Pour Socialist Alternative Sudan, les travailleurs et les masses révolutionnaires doivent entreprendre la dissolution et le désarmement systématique de toutes les milices réactionnaires, organiser la défense du mouvement et la protection et la sécurité des quartiers, tout cela au travers de leurs comités. Nous appelons également les rangs de l’armée qui sympathisent avec le mouvement à élire leurs propres comités et à s’associer aux comités ouvriers et de quartier. Ils devraient se débarrasser des officiers corrompus et réactionnaires et joindre leurs forces à la lutte révolutionnaire.

Des intérêts régionaux

Les journaux des pays impérialistes ont brouillé l’image de la situation réelle sur le terrain et donné l’impression que la révolution était réussie et terminée. Au même moment, le scénario du vol de la révolution était tissé dans les coulisses. Avec la junte militaire, une contre-révolution a été préparée avec le soutien des pays impérialistes et leurs alliés du Golfe, en plus de l’État dit profond et de toutes les forces ayant un intérêt commun à vaincre la révolution. Certaines informations ont révélé que le chef adjoint de la sécurité nationale s’était rendu en Égypte quelques jours avant le coup d’État lors d’une visite secrète pour y consulter les dirigeants du Golfe afin de planifier le processus d’isolement de Bachir – ce qui illustre clairement la relation des pays voisins comme l’Arabie saoudite et les Emirats arabes unis, par le biais de l’Égypte dans ce cas-ci. Taha Osman, l’ancien vice-président du Soudan, a fui le Soudan pour l’Arabie saoudite après avoir annoncé sa tentative de renverser Bachir avec le soutien des régimes saoudien et émirati.

Outre la politique étrangère déséquilibrée du régime de Bachir, son soutien au terrorisme et ses alliances fondées sur des intérêts politiques à court terme, c’est le statut géopolitique du Soudan comme point d’entrée en Afrique et ses relations avec les pays arabes qui ont incité de nombreux pays régionaux à intervenir dans le processus de changement de régime.

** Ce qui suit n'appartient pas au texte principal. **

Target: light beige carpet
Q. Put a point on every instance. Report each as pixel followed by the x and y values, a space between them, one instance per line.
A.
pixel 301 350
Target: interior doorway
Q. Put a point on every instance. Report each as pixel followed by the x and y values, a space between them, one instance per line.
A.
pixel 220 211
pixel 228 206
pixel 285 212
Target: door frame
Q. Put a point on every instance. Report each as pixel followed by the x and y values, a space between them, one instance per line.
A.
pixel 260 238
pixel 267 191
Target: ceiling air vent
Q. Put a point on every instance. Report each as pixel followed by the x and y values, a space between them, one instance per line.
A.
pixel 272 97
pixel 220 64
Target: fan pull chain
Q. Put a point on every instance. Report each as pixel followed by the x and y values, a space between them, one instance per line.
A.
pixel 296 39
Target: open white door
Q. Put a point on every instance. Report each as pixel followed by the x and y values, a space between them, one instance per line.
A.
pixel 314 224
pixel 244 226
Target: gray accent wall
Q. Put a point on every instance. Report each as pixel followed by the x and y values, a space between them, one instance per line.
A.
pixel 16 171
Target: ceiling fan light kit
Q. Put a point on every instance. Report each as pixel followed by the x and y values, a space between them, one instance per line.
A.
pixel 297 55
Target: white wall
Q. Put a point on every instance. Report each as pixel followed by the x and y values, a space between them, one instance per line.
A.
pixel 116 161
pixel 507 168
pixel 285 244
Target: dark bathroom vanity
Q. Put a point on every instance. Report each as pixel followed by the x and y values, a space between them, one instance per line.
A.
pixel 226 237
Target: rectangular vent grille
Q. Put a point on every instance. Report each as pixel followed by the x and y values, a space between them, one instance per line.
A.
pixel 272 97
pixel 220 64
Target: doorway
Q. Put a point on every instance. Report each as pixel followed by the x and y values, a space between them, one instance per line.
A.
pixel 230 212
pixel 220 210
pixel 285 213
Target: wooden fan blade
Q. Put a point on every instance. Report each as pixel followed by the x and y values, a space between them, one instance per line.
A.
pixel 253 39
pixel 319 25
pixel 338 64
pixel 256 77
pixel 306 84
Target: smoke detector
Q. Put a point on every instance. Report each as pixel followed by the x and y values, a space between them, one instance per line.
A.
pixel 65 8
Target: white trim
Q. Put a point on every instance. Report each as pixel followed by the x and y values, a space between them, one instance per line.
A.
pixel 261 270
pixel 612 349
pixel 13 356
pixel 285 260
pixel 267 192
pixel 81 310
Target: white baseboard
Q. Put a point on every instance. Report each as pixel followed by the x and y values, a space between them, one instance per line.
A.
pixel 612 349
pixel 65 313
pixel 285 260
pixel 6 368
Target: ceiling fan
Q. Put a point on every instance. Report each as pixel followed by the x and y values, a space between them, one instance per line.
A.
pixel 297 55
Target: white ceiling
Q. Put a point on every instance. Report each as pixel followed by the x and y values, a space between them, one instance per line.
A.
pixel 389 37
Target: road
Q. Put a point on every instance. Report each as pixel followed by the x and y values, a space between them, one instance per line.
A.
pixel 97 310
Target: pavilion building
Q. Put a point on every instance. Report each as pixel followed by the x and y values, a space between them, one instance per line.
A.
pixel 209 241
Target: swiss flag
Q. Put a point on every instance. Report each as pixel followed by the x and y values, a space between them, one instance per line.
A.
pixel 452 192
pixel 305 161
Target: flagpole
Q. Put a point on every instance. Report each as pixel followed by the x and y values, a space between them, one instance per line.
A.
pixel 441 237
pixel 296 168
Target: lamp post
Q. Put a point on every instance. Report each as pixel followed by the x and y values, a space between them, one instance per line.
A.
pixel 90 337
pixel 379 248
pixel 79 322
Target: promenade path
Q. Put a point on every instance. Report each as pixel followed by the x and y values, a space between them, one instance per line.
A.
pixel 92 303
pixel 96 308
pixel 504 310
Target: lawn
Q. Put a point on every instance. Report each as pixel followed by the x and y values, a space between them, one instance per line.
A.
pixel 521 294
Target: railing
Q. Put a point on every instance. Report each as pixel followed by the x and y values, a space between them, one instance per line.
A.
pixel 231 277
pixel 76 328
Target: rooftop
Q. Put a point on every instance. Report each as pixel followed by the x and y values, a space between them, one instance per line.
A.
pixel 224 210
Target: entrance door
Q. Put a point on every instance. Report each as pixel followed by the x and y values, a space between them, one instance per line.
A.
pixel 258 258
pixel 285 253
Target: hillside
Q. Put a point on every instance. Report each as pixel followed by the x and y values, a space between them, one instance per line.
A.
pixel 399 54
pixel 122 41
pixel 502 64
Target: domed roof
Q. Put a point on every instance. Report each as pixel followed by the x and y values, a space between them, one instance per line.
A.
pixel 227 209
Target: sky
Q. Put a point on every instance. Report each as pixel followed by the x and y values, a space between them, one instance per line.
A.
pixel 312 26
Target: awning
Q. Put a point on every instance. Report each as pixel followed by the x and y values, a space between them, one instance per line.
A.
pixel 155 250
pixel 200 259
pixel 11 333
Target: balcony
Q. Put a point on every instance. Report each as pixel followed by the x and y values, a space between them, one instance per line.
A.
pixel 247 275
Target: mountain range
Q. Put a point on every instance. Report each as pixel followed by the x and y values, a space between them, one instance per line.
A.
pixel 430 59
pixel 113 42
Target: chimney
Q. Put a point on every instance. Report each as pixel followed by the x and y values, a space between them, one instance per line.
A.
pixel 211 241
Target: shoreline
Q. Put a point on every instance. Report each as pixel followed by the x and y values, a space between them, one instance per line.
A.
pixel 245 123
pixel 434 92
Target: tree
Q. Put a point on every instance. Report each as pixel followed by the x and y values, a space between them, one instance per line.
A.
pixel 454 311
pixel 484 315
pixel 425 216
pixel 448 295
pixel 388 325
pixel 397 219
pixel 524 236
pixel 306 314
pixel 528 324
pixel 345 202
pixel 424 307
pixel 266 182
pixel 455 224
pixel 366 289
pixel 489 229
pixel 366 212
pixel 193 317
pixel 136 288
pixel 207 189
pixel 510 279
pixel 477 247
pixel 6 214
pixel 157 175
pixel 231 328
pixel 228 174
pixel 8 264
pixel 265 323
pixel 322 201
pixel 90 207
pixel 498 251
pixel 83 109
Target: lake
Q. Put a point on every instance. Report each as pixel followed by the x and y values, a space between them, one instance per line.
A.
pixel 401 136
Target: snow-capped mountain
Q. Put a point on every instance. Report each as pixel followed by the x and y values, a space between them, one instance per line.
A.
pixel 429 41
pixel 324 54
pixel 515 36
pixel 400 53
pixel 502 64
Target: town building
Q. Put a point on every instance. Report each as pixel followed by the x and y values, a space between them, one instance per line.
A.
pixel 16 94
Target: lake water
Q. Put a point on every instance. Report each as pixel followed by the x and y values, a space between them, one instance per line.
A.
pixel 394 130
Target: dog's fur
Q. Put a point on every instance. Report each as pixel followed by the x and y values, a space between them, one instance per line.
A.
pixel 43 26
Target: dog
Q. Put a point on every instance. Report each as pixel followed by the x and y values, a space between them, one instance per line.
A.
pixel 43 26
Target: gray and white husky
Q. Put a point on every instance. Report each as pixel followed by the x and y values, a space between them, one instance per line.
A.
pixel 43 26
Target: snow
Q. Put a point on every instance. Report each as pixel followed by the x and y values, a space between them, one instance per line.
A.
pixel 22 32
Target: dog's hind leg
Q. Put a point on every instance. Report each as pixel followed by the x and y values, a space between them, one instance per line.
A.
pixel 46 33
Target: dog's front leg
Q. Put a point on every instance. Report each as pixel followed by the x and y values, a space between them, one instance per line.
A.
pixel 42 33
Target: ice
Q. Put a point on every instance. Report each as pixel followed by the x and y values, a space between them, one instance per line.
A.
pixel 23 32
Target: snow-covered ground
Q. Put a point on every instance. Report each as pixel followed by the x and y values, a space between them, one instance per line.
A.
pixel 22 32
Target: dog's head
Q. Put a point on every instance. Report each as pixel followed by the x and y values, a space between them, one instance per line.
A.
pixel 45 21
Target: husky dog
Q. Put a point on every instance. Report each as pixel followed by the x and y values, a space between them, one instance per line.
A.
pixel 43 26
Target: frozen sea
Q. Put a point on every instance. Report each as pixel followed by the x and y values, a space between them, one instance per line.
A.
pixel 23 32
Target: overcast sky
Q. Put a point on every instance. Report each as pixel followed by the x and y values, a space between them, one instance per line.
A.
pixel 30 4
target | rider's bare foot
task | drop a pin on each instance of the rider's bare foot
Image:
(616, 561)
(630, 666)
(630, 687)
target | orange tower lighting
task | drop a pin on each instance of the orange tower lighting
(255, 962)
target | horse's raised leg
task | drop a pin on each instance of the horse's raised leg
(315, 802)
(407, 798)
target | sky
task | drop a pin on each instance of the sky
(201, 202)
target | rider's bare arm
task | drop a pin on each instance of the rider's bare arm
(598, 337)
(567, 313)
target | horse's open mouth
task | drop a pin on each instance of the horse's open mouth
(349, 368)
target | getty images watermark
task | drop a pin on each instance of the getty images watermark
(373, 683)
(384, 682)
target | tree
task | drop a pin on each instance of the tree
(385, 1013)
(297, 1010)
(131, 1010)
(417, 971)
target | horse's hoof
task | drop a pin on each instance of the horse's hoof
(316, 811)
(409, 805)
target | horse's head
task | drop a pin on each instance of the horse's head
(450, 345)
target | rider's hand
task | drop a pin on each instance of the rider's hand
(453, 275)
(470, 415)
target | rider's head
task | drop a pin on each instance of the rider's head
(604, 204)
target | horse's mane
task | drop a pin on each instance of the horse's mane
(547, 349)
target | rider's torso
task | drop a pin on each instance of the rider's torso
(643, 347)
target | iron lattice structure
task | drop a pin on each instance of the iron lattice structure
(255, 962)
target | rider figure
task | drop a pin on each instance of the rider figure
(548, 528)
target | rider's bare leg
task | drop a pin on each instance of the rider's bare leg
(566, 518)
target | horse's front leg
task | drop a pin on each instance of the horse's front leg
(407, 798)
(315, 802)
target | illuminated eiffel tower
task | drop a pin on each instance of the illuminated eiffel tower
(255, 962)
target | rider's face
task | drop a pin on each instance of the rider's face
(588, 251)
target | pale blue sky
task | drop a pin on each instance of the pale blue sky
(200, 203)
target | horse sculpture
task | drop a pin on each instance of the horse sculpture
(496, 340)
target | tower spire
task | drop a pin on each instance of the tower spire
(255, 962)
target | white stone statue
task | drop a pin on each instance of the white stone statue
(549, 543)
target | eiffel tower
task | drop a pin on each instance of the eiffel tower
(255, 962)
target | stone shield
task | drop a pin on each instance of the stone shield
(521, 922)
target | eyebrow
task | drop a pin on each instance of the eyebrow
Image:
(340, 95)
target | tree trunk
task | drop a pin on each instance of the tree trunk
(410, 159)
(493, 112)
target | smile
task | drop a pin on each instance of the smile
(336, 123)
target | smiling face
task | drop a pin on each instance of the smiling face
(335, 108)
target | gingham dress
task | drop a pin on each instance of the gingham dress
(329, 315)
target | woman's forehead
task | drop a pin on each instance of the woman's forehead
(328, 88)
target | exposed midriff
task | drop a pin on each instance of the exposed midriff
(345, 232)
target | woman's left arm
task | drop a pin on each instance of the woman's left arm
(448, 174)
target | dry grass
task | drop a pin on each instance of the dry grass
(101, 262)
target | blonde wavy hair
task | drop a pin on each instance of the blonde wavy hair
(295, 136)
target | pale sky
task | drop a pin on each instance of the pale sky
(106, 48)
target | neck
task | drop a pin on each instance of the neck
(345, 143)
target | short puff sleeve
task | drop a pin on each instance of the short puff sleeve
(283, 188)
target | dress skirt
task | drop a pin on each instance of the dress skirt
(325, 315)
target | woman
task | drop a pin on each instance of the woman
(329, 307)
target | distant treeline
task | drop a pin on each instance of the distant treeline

Dès les premiers jours du coup d’État, les régimes saoudien et émirati ont offert leur soutien militaire afin de préserver la survie de la junte militaire au pouvoir. Ils s’attendaient à ce que les intérêts de l’Arabie saoudite et des Émirats arabes unis au Yémen soient protégés par le maintien des forces militaires soudanaises qui y combattent. Cela contraste fortement avec les exigences des révolutionnaires et des militants de la rue, qui souhaitaient le retour immédiat des troupes du Yémen, et ce sera l’une des premières mesures adoptées par un nouveau gouvernement post-Bashir.

Cependant, avec la marge étroite dont disposait le conseil militaire pour continuer à gouverner en naviguant entre les pressions de la rue et la pression internationale, l’Union africaine n’ayant donné que deux semaines au conseil militaire pour transférer le pouvoir à un gouvernement civil, l’Arabie saoudite et les Émirats arabes unis ont exploité leur influence par l’Égypte. Cela a accru la colère de la rue et révélé pleinement les intérêts de ces pays, enracinés dans ceux du Conseil militaire. Les manifestants ont organisé deux veillées devant l’ambassade égyptienne pour exprimer le rejet total de l’ingérence égyptienne dans les affaires soudanaises.

Socialist Alternative Sudan s’oppose à toute forme d’ingérence impérialiste et régionale dans le processus révolutionnaire qui a lieu au Soudan. Nous soutenons la fin de la guerre barbare au Yémen, nous sommes solidaires des luttes des travailleurs et des peuples opprimés dans le monde et nous appelons tous les travailleurs et les jeunes de la région et de la communauté internationale à soutenir la révolution soudanaise en cours et à lutter pour un monde démocratique et socialiste.